In an open letter published yesterday (Tuesday), Coun Fitzgerald-Smith said: “Many residents will continue through this winter with the threat of repeat flooding hanging over them. A very clear assurance is needed that the agencies responsible have the systems and infrastructure in place to manage drainage and water flow.”
He added that the agencies worked together to establish permanent remedies for the flooding problems “not only to relieve the anxiety of residents in the firing line, but also to avoid the accumulating costs of the emergency services’ input during, and after, each event”.
Coun Fitzgerald-Smith went on: “The leadership of this process needs to be evident to all and the assurance must be provided by the lead agency.”
He has asked Mr Flint to “make a clear statement that Yorkshire Water is embarked on and leading” all the appropriate agencies, and that it is being progressed “with the urgency that the seriousness of the problem demands”.
Mr Flint is being asked to visit the towns himself to give the assurance.
Meanwhile, Ryedale District Council in a statement yesterday, said that more than 600mm of rain fell in the district between September and December, nearly double the normal amount of rainfall for the period. It pushed river and groundwater to the highest levels since records began.
Supt Glynn Payne, co-ordinator of the Silver Command Team which comprises leaders of the Fire and Rescue Service, Environment Agency, North Yorkshire County Council, Yorkshire Water and Ryedale District Council, said the group had worked through the holiday period protecting properties from flooding. The water reached a level similar to that of November 2000 when more than 215 properties were flooded in Ryedale.
Supt Payne said: “The efforts of all agencies continue to be phenomenal to ensure that people throughout Ryedale can continue life as normal.”

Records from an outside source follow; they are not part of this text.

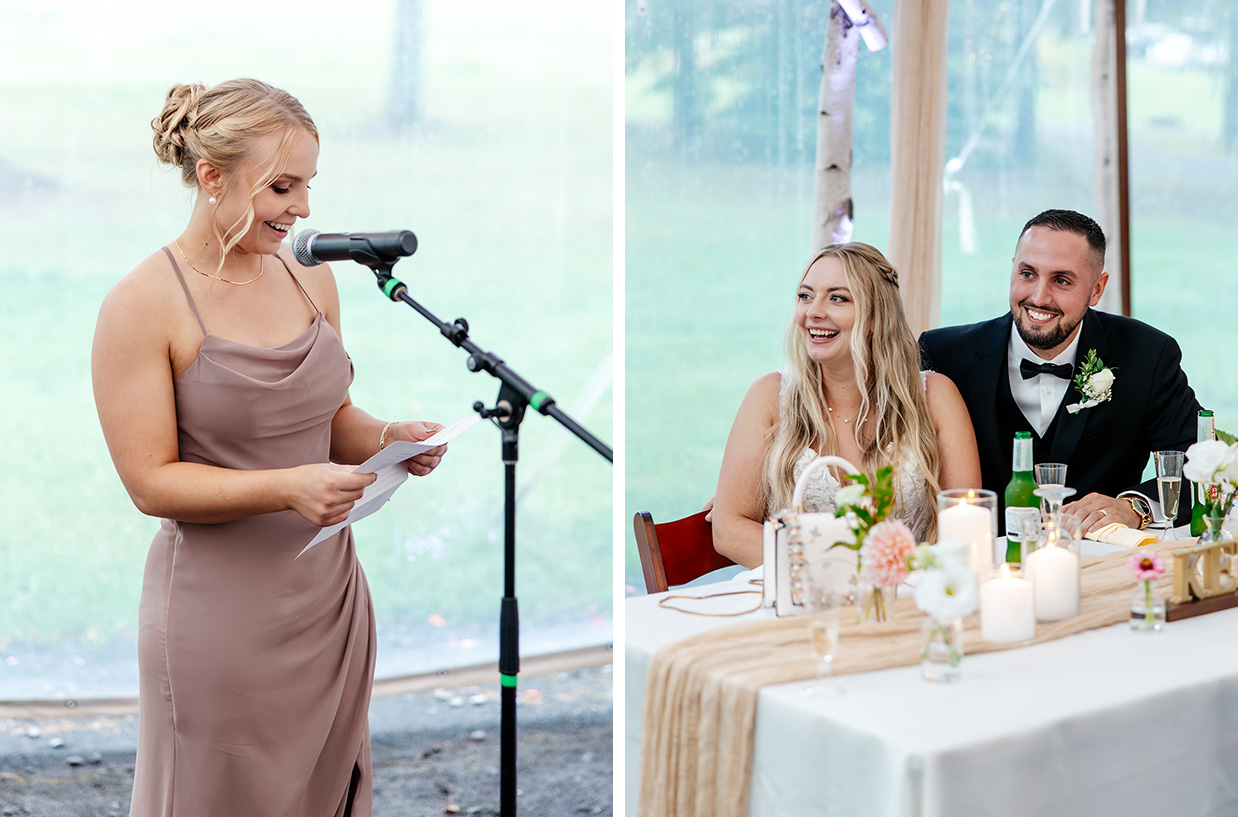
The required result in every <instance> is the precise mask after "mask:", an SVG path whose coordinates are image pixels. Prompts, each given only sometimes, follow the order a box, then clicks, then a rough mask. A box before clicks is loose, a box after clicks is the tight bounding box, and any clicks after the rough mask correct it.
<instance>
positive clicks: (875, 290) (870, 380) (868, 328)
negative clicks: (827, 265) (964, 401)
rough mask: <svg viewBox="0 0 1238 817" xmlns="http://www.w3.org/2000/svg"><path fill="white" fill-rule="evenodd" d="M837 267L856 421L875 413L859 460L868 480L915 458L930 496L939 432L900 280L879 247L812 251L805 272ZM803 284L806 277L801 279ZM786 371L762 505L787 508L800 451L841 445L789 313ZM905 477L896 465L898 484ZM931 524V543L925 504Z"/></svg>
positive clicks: (866, 427) (799, 457) (818, 367)
mask: <svg viewBox="0 0 1238 817" xmlns="http://www.w3.org/2000/svg"><path fill="white" fill-rule="evenodd" d="M827 256H832V257H836V259H838V260H839V261H841V262H842V266H843V271H844V274H846V277H847V287H848V288H849V290H851V293H852V300H853V301H854V303H855V324H854V327H853V328H852V333H851V344H852V345H851V353H852V360H853V361H854V364H855V384H857V385H858V386H859V391H860V405H859V413H858V416H859V417H865V416H868V415H869V412H870V411H872V415H873V417H872V420H870V421H869V422H865V423H864V425H863V426H860V428H859V431H860V432H862V433H859V444H860V454H862V456H860V462H858V463H855V464H857V465H859V468H860V469H863V470H864V473H867V474H869V475H872V474H874V473H875V472H877V469H878V468H880V467H883V465H888V464H898V463H904V462H909V460H915V462H916V463H917V464H919V465H920V470H921V472H922V473H924V475H925V480H926V482H927V489H929V496H930V498H936V495H937V493H938V490H940V483H938V482H937V472H938V468H940V465H941V456H940V452H938V451H937V433H936V430H935V428H933V423H932V417H931V416H930V413H929V401H927V399H926V397H925V387H924V381H922V379H921V374H920V347H919V344H917V343H916V339H915V335H914V334H912V333H911V327H910V326H909V324H907V319H906V316H905V314H904V312H903V301H901V300H900V298H899V275H898V272H896V271H895V270H894V267H893V266H890V262H889V261H886V260H885V256H884V255H881V253H880V251H879V250H877V249H875V248H873V246H869V245H868V244H860V243H858V241H853V243H851V244H832V245H829V246H827V248H826V249H823V250H821V251H820V253H817V255H816V256H815V257H813V259H812V261H810V262H808V266H807V267H805V275H807V271H808V269H810V267H811V266H812V265H813V264H816V262H817V260H820V259H822V257H827ZM800 281H801V282H802V281H803V275H801V276H800ZM785 343H786V355H787V361H789V371H787V373H786V374H785V375H784V378H785V379H787V383H785V384H784V385H782V394H784V395H785V404H784V405H781V407H780V411H779V422H777V423H776V425H775V426H774V428H773V439H771V442H770V446H769V453H768V454H766V460H765V474H766V479H765V485H766V488H768V490H769V496H768V498H766V499H768V503H766V506H768V508H770V509H774V510H776V509H780V508H790V505H791V495H792V493H794V490H795V463H796V460H797V459H799V458H800V457H801V456H802V454H803V452H805V449H807V448H808V447H811V446H813V444H817V446H818V447H820V449H818V453H821V454H834V453H838V441H837V438H836V437H834V432H833V427H832V425H831V423H829V415H828V408H827V406H826V392H825V380H823V379H822V375H821V368H820V364H817V363H816V361H815V360H812V359H811V358H810V357H808V349H807V347H806V345H805V343H803V337H802V334H801V333H800V331H799V327H797V326H796V322H795V317H794V316H792V318H791V323H790V326H789V327H787V331H786V340H785ZM901 478H903V474H901V473H900V470H899V468H895V483H896V484H898V480H899V479H901ZM930 506H931V510H932V514H933V515H932V522H931V524H930V526H929V532H927V535H929V538H927V541H932V540H933V538H936V531H937V514H936V503H935V501H932V503H930Z"/></svg>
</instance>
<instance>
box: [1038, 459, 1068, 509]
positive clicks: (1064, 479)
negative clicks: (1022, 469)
mask: <svg viewBox="0 0 1238 817" xmlns="http://www.w3.org/2000/svg"><path fill="white" fill-rule="evenodd" d="M1031 470H1032V474H1034V475H1035V478H1036V488H1052V486H1055V485H1056V486H1057V488H1065V486H1066V463H1036V464H1035V465H1032V467H1031ZM1040 505H1041V506H1040V510H1041V511H1042V512H1044V511H1047V510H1049V509H1047V503H1045V501H1041V504H1040Z"/></svg>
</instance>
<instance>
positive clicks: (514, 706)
mask: <svg viewBox="0 0 1238 817" xmlns="http://www.w3.org/2000/svg"><path fill="white" fill-rule="evenodd" d="M350 255H352V257H353V260H354V261H357V262H359V264H364V265H365V266H368V267H370V270H373V271H374V276H375V277H376V279H378V285H379V290H381V291H383V295H385V296H386V297H387V298H390V300H392V301H404V302H405V303H407V305H409V306H410V307H412V308H413V309H416V311H417V312H418V313H420V314H421V316H422V317H423V318H426V319H427V321H430V322H431V323H433V324H435V326H436V327H438V332H439V334H442V335H443V337H444V338H447V339H448V340H451V342H452V344H453V345H456V347H459V348H462V349H464V350H465V352H468V353H469V358H468V369H469V371H485V373H489V374H490V375H491V376H494V378H496V379H498V380H499V383H500V386H499V396H498V399H496V400H495V404H494V407H493V408H487V407H485V405H484V404H482V402H480V401H478V402H474V404H473V411H475V412H478V413H479V415H480V416H482V417H483V418H488V420H491V421H493V422H494V423H495V426H498V427H499V431H500V432H501V438H503V467H504V489H505V490H504V547H503V558H504V569H503V602H501V605H500V608H499V682H500V683H501V689H500V704H501V711H500V744H499V758H500V760H499V767H500V777H499V813H500V815H501V816H503V817H515V815H516V676H517V675H519V672H520V614H519V610H517V605H516V459H517V457H519V444H520V422H521V421H522V420H524V416H525V408H527V407H529V406H532V407H534V410H536V411H537V412H540V413H542V415H547V416H550V417H553V418H555V420H557V421H558V422H560V423H561V425H562V426H563V427H565V428H567V430H568V431H571V432H572V433H573V434H576V436H577V437H579V438H581V439H582V441H584V442H586V443H587V444H589V446H591V447H592V448H593V449H594V451H597V452H598V453H599V454H602V456H603V457H605V458H607V460H608V462H610V463H614V452H612V449H610V447H609V446H607V444H605V443H603V442H602V441H599V439H598V438H597V437H594V436H593V434H591V433H589V432H588V431H586V430H584V428H583V427H581V426H579V425H578V423H577V422H576V421H574V420H572V418H571V417H568V416H567V415H566V413H563V412H562V411H560V408H558V407H557V406H556V405H555V399H553V397H551V396H550V395H548V394H546V392H545V391H542V390H541V389H536V387H535V386H534V385H532V384H530V383H529V381H527V380H525V379H524V378H521V376H520V375H517V374H516V373H515V371H513V370H511V369H510V368H509V366H508V365H506V364H505V363H504V361H503V359H501V358H499V357H496V355H494V354H491V353H489V352H484V350H483V349H482V348H480V347H478V345H477V344H475V343H473V342H472V340H470V339H469V337H468V322H467V321H465V319H464V318H456V321H454V322H452V323H443V322H442V321H439V319H438V318H437V317H436V316H435V314H433V313H431V312H430V311H428V309H426V308H425V307H423V306H421V305H420V303H417V302H416V301H413V300H412V297H410V296H409V287H406V286H405V285H404V282H402V281H400V280H399V279H396V277H392V276H391V266H392V265H394V264H395V260H386V259H383V257H379V255H378V254H376V253H366V251H365V250H355V251H352V253H350Z"/></svg>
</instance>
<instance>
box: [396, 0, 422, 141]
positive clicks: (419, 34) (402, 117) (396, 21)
mask: <svg viewBox="0 0 1238 817" xmlns="http://www.w3.org/2000/svg"><path fill="white" fill-rule="evenodd" d="M394 27H395V47H394V53H392V54H391V84H390V87H389V90H387V116H389V119H390V120H391V121H392V123H394V124H396V125H413V124H416V123H418V121H420V120H421V118H422V114H423V108H425V103H423V99H422V97H423V92H422V88H421V80H422V74H425V66H426V58H425V53H426V26H425V16H423V14H422V0H397V2H396V10H395V17H394Z"/></svg>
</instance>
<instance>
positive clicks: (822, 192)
mask: <svg viewBox="0 0 1238 817" xmlns="http://www.w3.org/2000/svg"><path fill="white" fill-rule="evenodd" d="M858 58H859V31H858V30H857V28H855V27H854V26H853V25H852V24H851V20H849V19H848V17H847V14H846V12H844V11H843V10H842V7H841V6H839V5H838V4H837V2H832V4H831V9H829V26H828V28H827V30H826V45H825V52H823V56H822V61H821V69H822V74H821V93H820V95H818V98H817V163H816V172H815V173H813V194H812V199H813V207H812V246H811V248H810V251H811V253H812V254H813V255H816V253H817V250H820V249H822V248H825V246H828V245H829V244H842V243H844V241H849V240H851V236H852V228H853V220H852V219H853V214H852V196H851V162H852V111H853V109H854V105H855V62H857V59H858Z"/></svg>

Although the river and groundwater levels have dropped, the Silver Command group is continuing to monitor the situation.
Meanwhile a multi-agency investigation into the recent flooding in Malton and Norton is being led by North Yorkshire County Council. It will include a particular focus on the effect of rising groundwater levels.
It is expected to report back to the North Yorkshire Flood Risk Partnership in March and will be carried out in conjunction with a review of all flooding in the county last year to assist with the development of a long-term flood risk strategy.
Information and data will also be gathered from the public as well as all the key organisations including Yorkshire Water, the Environment Agency and district councils and will look at how agencies responded and worked together to manage the flood risk and how the infrastructure coped.